An even-tempered basis for neon, at the HF-level, will comprise two shells: s and p. For each of these we need to optimise a prefactor, and a ratio. If we wish to generate a set that gets to within some error, \(\epsilon\), of the CBS limit, we additionally will want to optimise the number of exponents to include in the even-tempered expansion. Internally, all of this can be handled with the EvenTemperStrategy, which can be called directly from an AtomicBasis object with no additional steps.

import basisopt as bo
from basisopt.basis import AtomicBasis

# initialise backend
bo.set_backend('orca', path='Applications/orca')
bo.set_tmp_dir('tmp/')

# optimise basis to within 1e-4 of CBS limit
ne = bo.AtomicBasis('Ne')
ne.set_even_tempered(method='rhf', accuracy=1e-4)

# save basis
bo.write_json('neon-et.json', ne)

Internally, this is doing the following simple steps:

  1. Retrieving reference CBS energy, selecting initial parameters

  2. Initial optimisation of the prefactor and ratio for each shell

  3. While energy delta is greater than threshold (and number of functions is less than maximum):

    • increment number of functions in each shell

    • reoptimise prefactor and ratio for each shell

The optimization by default will be carried out using the Nelder-Mead simplex algorithm and with the default backend settings. To change settings, we can pass a dictionary of parameters. See the backend/optimizer documentation for details of valid parameters.

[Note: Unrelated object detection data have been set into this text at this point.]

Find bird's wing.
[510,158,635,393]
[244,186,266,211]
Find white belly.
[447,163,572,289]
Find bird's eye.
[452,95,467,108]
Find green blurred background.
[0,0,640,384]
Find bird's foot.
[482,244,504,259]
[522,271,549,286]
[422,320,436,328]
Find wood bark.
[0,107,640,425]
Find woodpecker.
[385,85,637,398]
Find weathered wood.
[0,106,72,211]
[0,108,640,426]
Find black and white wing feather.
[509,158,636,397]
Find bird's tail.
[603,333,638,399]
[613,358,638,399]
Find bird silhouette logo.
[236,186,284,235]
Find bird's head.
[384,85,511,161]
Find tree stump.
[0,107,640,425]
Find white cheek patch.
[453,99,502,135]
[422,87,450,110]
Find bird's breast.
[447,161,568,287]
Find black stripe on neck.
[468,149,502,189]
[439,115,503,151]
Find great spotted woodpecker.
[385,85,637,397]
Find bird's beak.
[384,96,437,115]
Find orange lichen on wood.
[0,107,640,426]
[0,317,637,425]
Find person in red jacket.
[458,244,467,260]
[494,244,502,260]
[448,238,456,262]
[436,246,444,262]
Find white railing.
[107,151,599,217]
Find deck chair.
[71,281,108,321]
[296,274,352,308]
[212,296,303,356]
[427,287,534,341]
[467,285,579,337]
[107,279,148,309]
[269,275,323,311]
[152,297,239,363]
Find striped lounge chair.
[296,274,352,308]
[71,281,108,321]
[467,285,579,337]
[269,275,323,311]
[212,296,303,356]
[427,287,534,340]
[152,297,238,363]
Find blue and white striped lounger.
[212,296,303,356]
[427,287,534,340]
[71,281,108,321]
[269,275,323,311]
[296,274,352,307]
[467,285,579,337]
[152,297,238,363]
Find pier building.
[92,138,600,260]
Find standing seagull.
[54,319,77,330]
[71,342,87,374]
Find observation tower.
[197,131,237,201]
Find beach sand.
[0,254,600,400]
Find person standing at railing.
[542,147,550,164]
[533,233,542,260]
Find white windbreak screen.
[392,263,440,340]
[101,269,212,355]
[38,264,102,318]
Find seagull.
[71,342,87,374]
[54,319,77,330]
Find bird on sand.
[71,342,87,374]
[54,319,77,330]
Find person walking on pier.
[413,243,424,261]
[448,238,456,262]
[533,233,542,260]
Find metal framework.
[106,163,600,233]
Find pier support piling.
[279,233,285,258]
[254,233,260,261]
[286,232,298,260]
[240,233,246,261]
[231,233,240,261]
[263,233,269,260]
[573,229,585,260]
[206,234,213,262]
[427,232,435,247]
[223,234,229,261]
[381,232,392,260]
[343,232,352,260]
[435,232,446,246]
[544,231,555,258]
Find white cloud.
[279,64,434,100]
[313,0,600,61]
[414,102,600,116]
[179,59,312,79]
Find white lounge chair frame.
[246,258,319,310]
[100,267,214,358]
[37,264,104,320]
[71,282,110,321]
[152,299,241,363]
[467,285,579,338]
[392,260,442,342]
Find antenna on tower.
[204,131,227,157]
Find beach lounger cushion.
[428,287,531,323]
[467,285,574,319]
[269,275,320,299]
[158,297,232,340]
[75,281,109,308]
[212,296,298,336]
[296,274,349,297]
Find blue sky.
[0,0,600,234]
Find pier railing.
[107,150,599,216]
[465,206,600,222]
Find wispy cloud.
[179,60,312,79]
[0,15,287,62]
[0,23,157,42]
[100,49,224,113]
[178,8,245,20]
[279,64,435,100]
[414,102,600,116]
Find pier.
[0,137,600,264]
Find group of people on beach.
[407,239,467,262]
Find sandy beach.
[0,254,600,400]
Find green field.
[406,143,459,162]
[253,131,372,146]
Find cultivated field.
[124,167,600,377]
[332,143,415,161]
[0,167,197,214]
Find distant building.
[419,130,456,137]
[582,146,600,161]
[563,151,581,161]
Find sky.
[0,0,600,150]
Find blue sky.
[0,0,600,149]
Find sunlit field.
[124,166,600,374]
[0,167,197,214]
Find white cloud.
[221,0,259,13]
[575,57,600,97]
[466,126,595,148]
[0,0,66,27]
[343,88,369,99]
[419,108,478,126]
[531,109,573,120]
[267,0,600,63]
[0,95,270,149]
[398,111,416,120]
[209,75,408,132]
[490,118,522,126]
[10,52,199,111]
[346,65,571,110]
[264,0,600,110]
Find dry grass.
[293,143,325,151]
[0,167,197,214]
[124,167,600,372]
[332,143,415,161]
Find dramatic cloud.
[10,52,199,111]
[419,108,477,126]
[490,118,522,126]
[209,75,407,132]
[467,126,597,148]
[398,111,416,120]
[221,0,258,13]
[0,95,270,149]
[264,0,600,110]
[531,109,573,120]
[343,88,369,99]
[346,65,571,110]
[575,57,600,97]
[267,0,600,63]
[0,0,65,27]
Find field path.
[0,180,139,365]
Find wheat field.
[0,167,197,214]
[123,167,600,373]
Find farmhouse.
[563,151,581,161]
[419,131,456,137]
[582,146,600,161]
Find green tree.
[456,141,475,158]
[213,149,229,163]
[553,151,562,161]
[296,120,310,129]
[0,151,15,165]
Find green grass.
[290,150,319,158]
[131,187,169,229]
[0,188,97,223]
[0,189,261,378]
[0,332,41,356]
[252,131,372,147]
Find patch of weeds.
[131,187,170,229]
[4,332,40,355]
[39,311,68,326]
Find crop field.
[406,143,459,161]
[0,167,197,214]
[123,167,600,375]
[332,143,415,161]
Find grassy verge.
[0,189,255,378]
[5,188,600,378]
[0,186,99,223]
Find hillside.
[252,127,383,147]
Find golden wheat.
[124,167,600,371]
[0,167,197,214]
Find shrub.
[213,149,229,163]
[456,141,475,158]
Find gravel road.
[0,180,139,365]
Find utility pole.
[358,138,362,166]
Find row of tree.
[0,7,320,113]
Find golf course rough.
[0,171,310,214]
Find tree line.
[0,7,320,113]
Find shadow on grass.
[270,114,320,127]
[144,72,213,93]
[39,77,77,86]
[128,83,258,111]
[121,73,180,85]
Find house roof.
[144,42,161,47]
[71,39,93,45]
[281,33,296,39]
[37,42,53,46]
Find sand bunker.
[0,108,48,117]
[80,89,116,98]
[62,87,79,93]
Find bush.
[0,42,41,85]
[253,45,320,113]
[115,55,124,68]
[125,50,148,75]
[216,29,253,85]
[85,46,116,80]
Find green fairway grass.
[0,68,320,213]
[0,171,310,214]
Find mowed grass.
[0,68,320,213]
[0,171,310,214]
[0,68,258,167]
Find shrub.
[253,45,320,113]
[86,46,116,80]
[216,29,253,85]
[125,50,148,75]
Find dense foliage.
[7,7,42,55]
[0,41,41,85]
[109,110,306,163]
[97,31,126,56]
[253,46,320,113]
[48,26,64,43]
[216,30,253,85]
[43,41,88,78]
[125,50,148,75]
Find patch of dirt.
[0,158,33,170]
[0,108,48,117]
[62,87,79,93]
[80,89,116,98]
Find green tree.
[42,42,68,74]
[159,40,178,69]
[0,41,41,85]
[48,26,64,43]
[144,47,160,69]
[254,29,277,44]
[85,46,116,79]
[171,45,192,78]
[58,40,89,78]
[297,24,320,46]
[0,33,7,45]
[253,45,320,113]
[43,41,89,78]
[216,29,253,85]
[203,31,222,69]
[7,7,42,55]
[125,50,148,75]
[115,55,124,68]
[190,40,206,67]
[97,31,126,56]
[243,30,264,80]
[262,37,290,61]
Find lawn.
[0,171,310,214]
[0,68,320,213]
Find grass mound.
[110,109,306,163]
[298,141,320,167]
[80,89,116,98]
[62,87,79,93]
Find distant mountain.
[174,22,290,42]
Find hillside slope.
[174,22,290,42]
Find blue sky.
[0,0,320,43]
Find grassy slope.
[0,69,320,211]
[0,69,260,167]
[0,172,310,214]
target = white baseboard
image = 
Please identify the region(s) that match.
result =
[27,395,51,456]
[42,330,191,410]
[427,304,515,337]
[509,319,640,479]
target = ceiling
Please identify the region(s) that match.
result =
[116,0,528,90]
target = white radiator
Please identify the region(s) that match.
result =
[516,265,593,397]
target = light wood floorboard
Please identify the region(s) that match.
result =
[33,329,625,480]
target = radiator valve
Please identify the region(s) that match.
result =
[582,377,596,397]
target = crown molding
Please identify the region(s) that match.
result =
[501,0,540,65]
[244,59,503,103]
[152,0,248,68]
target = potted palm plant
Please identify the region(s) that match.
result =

ne.set_even_tempered(method='rhf', accuracy=1e-4, params={...})

Results

The results of this optimization will be a set of even-tempered parameters, which can be viewed as follows:

for i, p in enumerate(ne.et_params):
        print(f"l = {i}:", p)
print("Optimized energy:", ne.get_result('energy'))
print("CBS energy:", ne.get_reference('energy'))

the results of which should look very similar to this:

l = 0: (0.24835340569330638, 2.2879816308129683, 18)
l = 1: (0.1308150091666356, 2.2067231425992575, 13)
Optimized energy: -128.547048109
CBS energy: -128.54705

That is, we have an even tempered expansion of the form \(0.248(2.288)^{n=0...17}\) for the s-shell, and \(0.131(2.207)^{n=0..12}\) for the p-shell. This gives an energy well within the 1e-4 threshold (delta is roughly 2e-6).